Add exact bounty source filters

[Jorel97]

Bounty #647
Source issue: #712

Summary

• Adds exact repo and issue_number filters to /api/v1/bounties.
• Applies the same filters to /api/v1/bounties/summary so capacity totals can be scoped to a source repo or exact source issue.
• Wires /bounties through the same source filters and preserves them in the JSON results link/search form state.
• Documents when agents should use exact source filters instead of broad q search.

Verification

• PYTEST_DISABLE_PLUGIN_AUTOLOAD=1 .\.venv\Scripts\python.exe -m pytest tests\test_bounty_api_routes.py tests\test_bounty_pages.py tests\test_public_routes.py tests\test_docs_public_urls.py -q -> 63 passed, 1 existing Starlette/httpx warning
• .\.venv\Scripts\python.exe -m ruff check app\bounty_api.py app\public_routes.py tests\test_bounty_api_routes.py tests\test_bounty_pages.py tests\test_public_routes.py tests\test_docs_public_urls.py -> All checks passed
• .\.venv\Scripts\python.exe -m ruff format --check app\bounty_api.py app\public_routes.py tests\test_bounty_api_routes.py tests\test_bounty_pages.py tests\test_public_routes.py tests\test_docs_public_urls.py -> 6 files already formatted
• .\.venv\Scripts\python.exe scripts\docs_smoke.py -> docs smoke ok
• git diff --check -> passed

Duplicate Check

• Open PRs checked for source issue Proposed work: add exact repo and issue filters to bounty APIs #712 returned no existing PR.
• Related open PR feat: add MCP issue-number bounty selectors #732 covers MCP issue-number selectors (Proposed work: add issue-number selectors to MCP bounty lookup tools #711), not REST/UI bounty list and summary exact source filters.
• Related open PR Add effective availability filter to bounty discovery #707 covers effective availability filtering (Proposed work: add effective-availability filtering to bounty discovery #683), not exact repo/issue selectors.

Scope

No payout execution, proof generation, ledger mutation, treasury execution, wallet behavior, balance, exchange, bridge, cash-out, price, private data, or production mutation behavior changed.

Summary by CodeRabbit

• New Features

  • Filter bounties by repository name and issue number via the web UI and API
  • UI preserves and displays active repository/issue filters (includes "Source filter") and includes them in the "View JSON results" link
  • /api/v1/bounties and /api/v1/bounties/summary accept repo and issue_number parameters (issue_number >= 1)

• Validation

  • Repo input is validated; invalid values return a 400 error

• Documentation

  • Docs and examples updated to show exact repo/issue_number queries

• Tests

  • Added/updated tests covering repo+issue filtering and validation

[coderabbitai]

No actionable comments were generated in the recent review. 🎉

ℹ️ Recent review info

⚙️ Run configuration

Configuration used: Path: .coderabbit.yaml

Review profile: ASSERTIVE

Plan: Pro Plus

Run ID: a9c8ceed-3935-46d5-be55-2e553218d8e7

📥 Commits

Reviewing files that changed from the base of the PR and between 6423498 and 982304e.

📒 Files selected for processing (4)

• app/public_routes.py
• app/templates/bounties.html
• tests/test_bounty_pages.py
• tests/test_public_routes.py

---

📝 Walkthrough

Walkthrough

This PR adds optional repo and issue_number query filters to the bounty list, summary, and HTML page endpoints.
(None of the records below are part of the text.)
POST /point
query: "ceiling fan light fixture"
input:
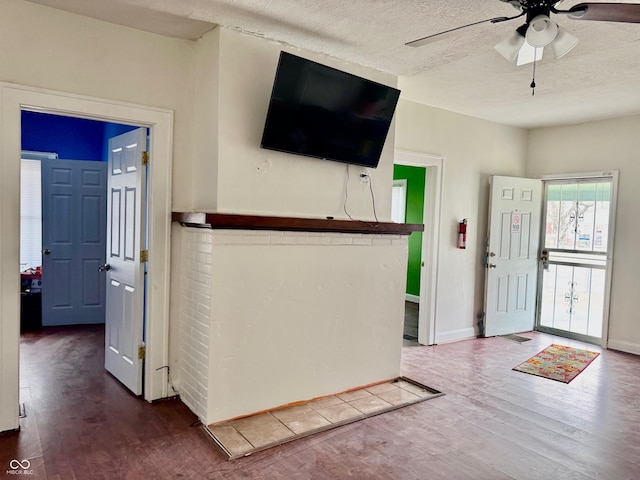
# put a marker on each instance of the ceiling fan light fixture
(529, 54)
(541, 32)
(510, 47)
(563, 43)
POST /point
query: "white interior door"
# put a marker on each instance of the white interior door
(73, 241)
(512, 256)
(124, 269)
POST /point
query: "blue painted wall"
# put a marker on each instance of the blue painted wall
(71, 138)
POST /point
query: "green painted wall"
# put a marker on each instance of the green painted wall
(415, 177)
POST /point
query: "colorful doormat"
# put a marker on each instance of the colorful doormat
(558, 362)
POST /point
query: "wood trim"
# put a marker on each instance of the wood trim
(257, 222)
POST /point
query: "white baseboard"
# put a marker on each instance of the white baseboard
(455, 335)
(412, 298)
(623, 346)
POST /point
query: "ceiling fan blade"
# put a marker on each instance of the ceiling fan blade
(447, 33)
(606, 12)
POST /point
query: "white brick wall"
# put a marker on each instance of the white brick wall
(195, 316)
(202, 253)
(268, 237)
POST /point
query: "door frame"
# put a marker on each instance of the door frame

The API helper validates repository names and normalizes both inputs before filtering. Public routes wire the parameters through the template context. The UI renders and persists the filters in form fields and displays an active source filter indicator.

Changes

Bounty Source Filtering

Layer / File(s)	Summary
API filtering implementation and validation app/bounty_api.py, tests/test_bounty_api_routes.py	Internal helper _list_bounties_by_status accepts repo and issue_number, validates repo for control characters, normalizes inputs (trim, lowercase), derives issue number from free-text q when present, and applies database equality filters. Endpoints /api/v1/bounties and /api/v1/bounties/summary expose and forward the parameters. API tests verify filtering combinations and control-character rejection with 400 response.
Public route wiring and template context app/public_routes.py, tests/test_public_routes.py	_bounties_api_url and _bounties_page_url build encoded query strings including repo and issue_number; public_bounties_context normalizes and exposes them as selected_repo and selected_issue_number; /bounties endpoint accepts the parameters and threads them into listing and context calls; register_public_routes signature updated. Tests verify normalization and URL generation including limit behavior.
Web UI rendering and form persistence app/templates/bounties.html, tests/test_bounty_pages.py	Template adds hidden form fields to preserve filter state during search submissions and renders conditional "Source filter" display when either filter is active. Page tests verify repo-scoped filtering shows matching bounty, excludes same-issue bounty from different repo, and confirms JSON results link preserves filters.
Documentation and API examples docs/agent-guide.md, docs/api-examples.md, tests/test_docs_public_urls.py	Added examples demonstrating repo + issue_number filtering for bounty list and summary endpoints; guidance showing how to map a GitHub issue URL to repo and issue_number; documentation smoke tests updated to assert new query strings and wording.

Possibly related issues

• Proposed work: add exact repo and issue filters to bounty APIs #712: Proposed additions of exact repo and issue_number query filters to the same bounty list/summary API surfaces and HTML route that this PR implements.

Possibly related PRs

• ramimbo/mergework#596: Also extends the JSON results URL builder in app/public_routes.py to preserve additional filters including repo and issue_number.
• ramimbo/mergework#394: Extracted register_public_routes/public_bounties_context; this PR extends that plumbing to include repo/issue_number.
• ramimbo/mergework#311: Introduced /api/v1/bounties/summary; this PR extends that endpoint to support repo/issue_number filters.

🚥 Pre-merge checks | ✅ 6

✅ Passed checks (6 passed)

Check name	Status	Explanation
Title check	✅ Passed	The title clearly and concretely names the changed surface: exact bounty source filters (repo and issue_number parameters) added across API and UI endpoints.
Description check	✅ Passed	The description covers all required template sections: Summary (clear), Evidence (confusion/missing functionality addressed), intended surfaces, PR scope, and full Test Evidence verification with concrete commands and results.
Linked Issues check	✅ Passed	Check skipped because no linked issues were found for this pull request.
Out of Scope Changes check	✅ Passed	Check skipped because no linked issues were found for this pull request.
Mergework Public Artifact Hygiene	✅ Passed	No investment, price, cash-out, or off-ramp claims detected. PR adds only filtering functionality and API examples; MRWK characterized consistently as native ledger coin per existing guidance.
Bounty Pr Focus	✅ Passed	All 9 stated files verified: bounty API filters by repo/issue_number with control char validation, normalization, UI preservation, and comprehensive tests. No unrelated scope creep.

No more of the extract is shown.